Asking the right question is very important. Given that nature unfolds in wholeness and order, and that the human species evolved from and in nature, how is it that man could become such a force of fragmentation and disorder?
Early on, I felt that one of the core premises of most scientists—that order emerged from disorder in the universe–was mistaken.
On earth, life is not the emergence of order from disorder, but order from order—until man. Man is disorder from order. How can that be?
Our conception of order and disorder is the cornerstone of our worldview. That’s true whether we are aware of our basic philosophical premises, or they operate at a subconscious level.
Physicists speak to each other in the language of mathematics. If a philosopher doesn’t speak that language, he or she is at a disadvantage in understanding and discussing the tremendous discoveries that have been made and are being made in physics.
Mastery of the language of mathematics tends to render verbal language unintelligible, or at least less intelligible in the translation. Few physicists since Einstein have been able to speak both languages eloquently.
Be that as it may, the question of order in nature and disorder in man is perhaps the most important and certainly the most pressing question and contradiction facing both science and philosophy.
Of course, many scientists and philosophers would say that I have it backwards, that humans bring order. Most would say that when considering the evolution of the universe since the Big Bang, the story is one of order slowly gaining ground over disorder and chaos.
But can order evolve out of disorder? Or is it a matter of different kinds of order evolving out of preceding types of order?
Cosmic and terrestrial evolution proceeds from simplicity to complexity and from energy to entropy, not from disorder to order. Clearly evolution, whether of stars or life, unfolds as order from order, not order from disorder. There is no such phenomenon, anywhere.
But there is the reverse—disorder from order—in one place. Man.
In using the word man I’m being neither misanthropic nor misogynistic. I’m referring to the species that is decimating this planet, the species that hasn’t changed essentially in tens of thousands of years, since the emergence of ‘modern humans’ in Africa.

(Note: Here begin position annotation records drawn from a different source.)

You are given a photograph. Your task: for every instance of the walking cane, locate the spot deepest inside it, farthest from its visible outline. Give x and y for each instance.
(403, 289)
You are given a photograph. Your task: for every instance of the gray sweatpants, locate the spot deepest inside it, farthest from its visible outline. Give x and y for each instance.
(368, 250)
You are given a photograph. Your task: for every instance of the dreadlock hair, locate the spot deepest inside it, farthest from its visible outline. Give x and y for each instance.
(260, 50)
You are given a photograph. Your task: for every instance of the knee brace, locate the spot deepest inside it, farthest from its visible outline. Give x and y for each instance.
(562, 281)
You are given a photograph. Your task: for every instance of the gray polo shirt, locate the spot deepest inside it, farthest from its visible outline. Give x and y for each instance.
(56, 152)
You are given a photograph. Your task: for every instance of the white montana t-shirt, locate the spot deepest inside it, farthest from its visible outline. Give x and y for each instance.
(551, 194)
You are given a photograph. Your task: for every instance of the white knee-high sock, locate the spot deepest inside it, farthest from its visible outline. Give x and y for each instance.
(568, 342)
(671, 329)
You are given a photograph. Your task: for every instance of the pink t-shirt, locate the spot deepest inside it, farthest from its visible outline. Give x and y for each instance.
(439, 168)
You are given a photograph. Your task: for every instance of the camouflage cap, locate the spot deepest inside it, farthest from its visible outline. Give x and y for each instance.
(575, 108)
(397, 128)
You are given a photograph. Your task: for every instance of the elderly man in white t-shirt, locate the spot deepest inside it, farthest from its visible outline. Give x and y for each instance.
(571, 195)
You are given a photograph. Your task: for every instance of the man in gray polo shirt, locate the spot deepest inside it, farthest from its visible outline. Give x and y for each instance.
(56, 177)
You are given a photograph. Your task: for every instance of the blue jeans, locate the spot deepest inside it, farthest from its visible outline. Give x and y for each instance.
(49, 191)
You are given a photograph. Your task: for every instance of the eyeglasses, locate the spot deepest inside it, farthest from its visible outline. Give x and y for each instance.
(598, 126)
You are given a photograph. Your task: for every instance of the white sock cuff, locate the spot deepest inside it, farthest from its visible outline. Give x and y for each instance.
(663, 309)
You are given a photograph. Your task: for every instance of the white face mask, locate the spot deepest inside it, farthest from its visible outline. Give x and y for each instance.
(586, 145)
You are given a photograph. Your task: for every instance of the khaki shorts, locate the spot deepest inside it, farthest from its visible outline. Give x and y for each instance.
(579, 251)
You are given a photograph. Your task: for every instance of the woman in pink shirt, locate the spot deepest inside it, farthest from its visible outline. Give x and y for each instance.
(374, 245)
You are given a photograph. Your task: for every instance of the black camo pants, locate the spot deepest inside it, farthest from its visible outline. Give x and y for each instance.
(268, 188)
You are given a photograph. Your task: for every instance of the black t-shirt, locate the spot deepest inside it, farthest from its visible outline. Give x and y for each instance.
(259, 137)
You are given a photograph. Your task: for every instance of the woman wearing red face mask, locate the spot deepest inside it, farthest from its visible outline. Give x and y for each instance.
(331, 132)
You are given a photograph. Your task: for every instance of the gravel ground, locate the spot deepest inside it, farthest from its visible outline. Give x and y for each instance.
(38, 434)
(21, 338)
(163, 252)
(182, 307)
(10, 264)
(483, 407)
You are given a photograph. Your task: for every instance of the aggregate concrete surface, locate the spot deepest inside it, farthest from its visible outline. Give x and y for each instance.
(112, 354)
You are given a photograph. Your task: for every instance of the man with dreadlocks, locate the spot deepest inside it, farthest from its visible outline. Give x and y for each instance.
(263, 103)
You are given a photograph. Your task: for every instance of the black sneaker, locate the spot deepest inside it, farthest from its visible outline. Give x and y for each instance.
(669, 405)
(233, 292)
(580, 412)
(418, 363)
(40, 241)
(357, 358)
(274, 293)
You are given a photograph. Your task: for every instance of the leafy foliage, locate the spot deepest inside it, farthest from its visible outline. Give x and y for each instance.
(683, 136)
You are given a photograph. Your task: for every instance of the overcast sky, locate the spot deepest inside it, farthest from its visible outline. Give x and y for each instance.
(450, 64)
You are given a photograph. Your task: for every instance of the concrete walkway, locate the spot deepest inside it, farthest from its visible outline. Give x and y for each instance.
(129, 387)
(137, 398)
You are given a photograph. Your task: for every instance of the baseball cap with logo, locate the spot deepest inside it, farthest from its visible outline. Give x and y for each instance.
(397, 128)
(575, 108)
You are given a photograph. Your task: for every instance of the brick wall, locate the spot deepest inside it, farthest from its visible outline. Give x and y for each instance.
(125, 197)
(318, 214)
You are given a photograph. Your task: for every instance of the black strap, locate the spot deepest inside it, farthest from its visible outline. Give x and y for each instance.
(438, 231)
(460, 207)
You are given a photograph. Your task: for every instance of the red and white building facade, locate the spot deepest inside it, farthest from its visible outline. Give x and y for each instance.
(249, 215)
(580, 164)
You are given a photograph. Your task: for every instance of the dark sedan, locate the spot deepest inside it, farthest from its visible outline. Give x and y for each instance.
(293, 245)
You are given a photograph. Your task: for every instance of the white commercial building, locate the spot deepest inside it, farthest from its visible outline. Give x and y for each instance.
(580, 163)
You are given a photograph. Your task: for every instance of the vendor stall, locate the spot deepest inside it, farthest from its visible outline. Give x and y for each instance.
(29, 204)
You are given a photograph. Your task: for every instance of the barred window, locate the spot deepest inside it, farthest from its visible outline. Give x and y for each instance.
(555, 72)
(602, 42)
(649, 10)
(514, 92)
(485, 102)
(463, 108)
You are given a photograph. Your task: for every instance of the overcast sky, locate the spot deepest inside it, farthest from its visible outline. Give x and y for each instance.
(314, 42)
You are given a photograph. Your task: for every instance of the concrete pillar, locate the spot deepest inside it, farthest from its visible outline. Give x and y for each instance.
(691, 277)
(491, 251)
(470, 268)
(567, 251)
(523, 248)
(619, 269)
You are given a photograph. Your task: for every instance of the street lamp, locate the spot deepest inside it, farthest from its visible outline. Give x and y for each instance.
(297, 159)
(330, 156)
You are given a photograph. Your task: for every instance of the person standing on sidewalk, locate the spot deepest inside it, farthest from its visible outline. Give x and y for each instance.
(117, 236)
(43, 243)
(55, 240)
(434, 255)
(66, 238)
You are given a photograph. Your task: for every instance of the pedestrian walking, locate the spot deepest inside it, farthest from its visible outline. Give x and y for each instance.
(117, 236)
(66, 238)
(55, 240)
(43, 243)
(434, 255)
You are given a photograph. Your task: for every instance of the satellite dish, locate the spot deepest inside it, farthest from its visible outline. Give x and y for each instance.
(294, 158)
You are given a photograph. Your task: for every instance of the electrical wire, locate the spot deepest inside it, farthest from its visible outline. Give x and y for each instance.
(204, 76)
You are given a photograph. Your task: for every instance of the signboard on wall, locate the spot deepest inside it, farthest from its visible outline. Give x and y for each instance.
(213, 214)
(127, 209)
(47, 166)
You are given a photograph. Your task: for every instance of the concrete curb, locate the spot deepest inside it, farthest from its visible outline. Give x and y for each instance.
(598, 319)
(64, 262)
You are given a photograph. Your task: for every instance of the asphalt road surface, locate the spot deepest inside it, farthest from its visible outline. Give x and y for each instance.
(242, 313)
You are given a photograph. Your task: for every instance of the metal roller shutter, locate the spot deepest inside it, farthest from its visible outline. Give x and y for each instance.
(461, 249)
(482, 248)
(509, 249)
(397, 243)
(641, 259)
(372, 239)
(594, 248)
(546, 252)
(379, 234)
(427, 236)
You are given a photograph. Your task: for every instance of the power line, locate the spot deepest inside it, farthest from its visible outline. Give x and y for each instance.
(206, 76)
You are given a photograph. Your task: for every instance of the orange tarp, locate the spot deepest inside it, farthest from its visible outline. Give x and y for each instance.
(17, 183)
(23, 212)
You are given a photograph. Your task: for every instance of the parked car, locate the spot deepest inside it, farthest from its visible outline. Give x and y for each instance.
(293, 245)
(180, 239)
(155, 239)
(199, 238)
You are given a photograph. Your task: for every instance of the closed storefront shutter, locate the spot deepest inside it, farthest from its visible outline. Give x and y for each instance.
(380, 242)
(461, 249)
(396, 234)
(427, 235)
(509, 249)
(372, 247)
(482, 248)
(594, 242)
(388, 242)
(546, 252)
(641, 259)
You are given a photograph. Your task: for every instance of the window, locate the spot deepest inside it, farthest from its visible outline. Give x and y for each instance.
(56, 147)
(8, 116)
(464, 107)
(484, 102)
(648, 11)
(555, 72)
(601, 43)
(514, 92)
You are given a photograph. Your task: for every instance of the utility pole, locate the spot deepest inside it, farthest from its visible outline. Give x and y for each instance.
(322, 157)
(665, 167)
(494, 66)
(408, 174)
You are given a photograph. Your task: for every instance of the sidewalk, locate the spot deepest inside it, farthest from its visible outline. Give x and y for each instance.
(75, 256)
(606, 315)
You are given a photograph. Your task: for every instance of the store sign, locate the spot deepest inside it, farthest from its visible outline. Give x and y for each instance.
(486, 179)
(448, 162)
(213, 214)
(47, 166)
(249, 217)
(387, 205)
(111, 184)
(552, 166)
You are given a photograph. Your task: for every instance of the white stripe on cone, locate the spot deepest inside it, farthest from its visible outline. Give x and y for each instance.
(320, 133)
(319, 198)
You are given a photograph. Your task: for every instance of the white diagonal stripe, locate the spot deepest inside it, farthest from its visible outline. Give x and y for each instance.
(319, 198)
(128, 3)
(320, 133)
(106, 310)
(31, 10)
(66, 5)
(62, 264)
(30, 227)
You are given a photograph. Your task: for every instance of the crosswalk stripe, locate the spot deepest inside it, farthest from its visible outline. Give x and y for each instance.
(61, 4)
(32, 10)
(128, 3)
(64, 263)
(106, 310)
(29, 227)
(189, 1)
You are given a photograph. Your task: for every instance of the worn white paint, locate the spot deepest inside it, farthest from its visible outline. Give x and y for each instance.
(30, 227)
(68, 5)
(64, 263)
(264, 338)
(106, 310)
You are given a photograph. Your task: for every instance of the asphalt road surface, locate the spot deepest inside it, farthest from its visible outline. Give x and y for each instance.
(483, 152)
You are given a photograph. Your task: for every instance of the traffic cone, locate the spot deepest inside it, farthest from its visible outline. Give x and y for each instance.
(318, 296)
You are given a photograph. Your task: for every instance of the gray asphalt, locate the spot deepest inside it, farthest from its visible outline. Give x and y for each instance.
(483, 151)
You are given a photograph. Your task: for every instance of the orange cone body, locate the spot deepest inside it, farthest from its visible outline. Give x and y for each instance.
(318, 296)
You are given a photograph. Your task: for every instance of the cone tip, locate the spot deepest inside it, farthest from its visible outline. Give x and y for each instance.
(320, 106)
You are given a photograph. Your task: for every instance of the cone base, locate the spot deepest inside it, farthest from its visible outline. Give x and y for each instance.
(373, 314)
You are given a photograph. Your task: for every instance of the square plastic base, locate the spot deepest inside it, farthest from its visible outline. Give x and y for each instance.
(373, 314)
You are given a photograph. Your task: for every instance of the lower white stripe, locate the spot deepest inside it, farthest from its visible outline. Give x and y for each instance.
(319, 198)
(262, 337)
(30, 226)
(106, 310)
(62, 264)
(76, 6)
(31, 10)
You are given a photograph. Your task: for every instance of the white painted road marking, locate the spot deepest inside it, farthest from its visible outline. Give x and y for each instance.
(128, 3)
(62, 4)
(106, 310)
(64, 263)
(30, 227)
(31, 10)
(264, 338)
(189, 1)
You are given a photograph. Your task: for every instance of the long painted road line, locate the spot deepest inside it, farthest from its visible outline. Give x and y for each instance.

That’s when modern humans exploded onto the scene with our cognitive tool kit. That’s when sophisticated languages, tools and cultures emerged.
Man is the separating animal. We ‘remove and make ready for use.’ That’s the literal meaning of separation.
Such an adaptation is obviously enormously powerful; it has enabled our species, in the blink of an eye evolutionarily, to completely dominate almost every ecosystem on earth.
But it carries with it a great danger, as yet addressed, even by eminences such as E.O. Wilson, who at 85 has just come out with his latest book, “The Meaning of Human Existence.” The danger is that a utilitarian function is carried over into the psychological realm. Is that mistake, or “original sin,” inexorable in the evolution of higher thought?
Perhaps. Separation/manipulation of the environment is such a powerful, game-changing adaptive leap that we humans subconsciously assumed that it was the way nature operates. Science still does for the most part. It isn’t. Mentally being able to remove things from nature, and then believing they are separate, is the root of human alienation from nature, each other and the wholeness and sacredness of life.
E.O. Wilson says we are “a biological species in a biological world.” That states the obvious, but begs the question. How could a single biological species evolve the power to destroy the biological world at a rate worth describing as “the Sixth Extinction?”
Not having insight into the nature and place of symbolic thought, the human mind, like the Sorcerer’s Apprentice, is unable to stop separating, dividing and fragmenting.
Scientists, and the vast majority of philosophers think that more knowledge is the solution. But knowledge, even pure scientific knowledge, is a product of our cognitive abilities.
Therefore, like thought itself, it a question not of how much knowledge we have, but of how knowledge is used. That requires a different capacity—insight and wisdom.
Evolution conferred capabilities on humans that we have yet to understand. Neuroscience and artificial intelligence cannot solve the problem or meet the challenge. As long as we don’t have insight into the mind and ourselves, they will only make the crisis of man’s consciousness more acute.
The silent mind, the mind in meditation, does not divide, allowing insight and wisdom to flourish.
Physicists now believe that time and space are emergent properties in the universe. That means space-time itself comes out of some unseen and unknown background of order. What is that background?
Is it death? Not death we know and usually fear it, our personal end, but death as the perpetual ground and mystery: Infinitely present, timeless and creative.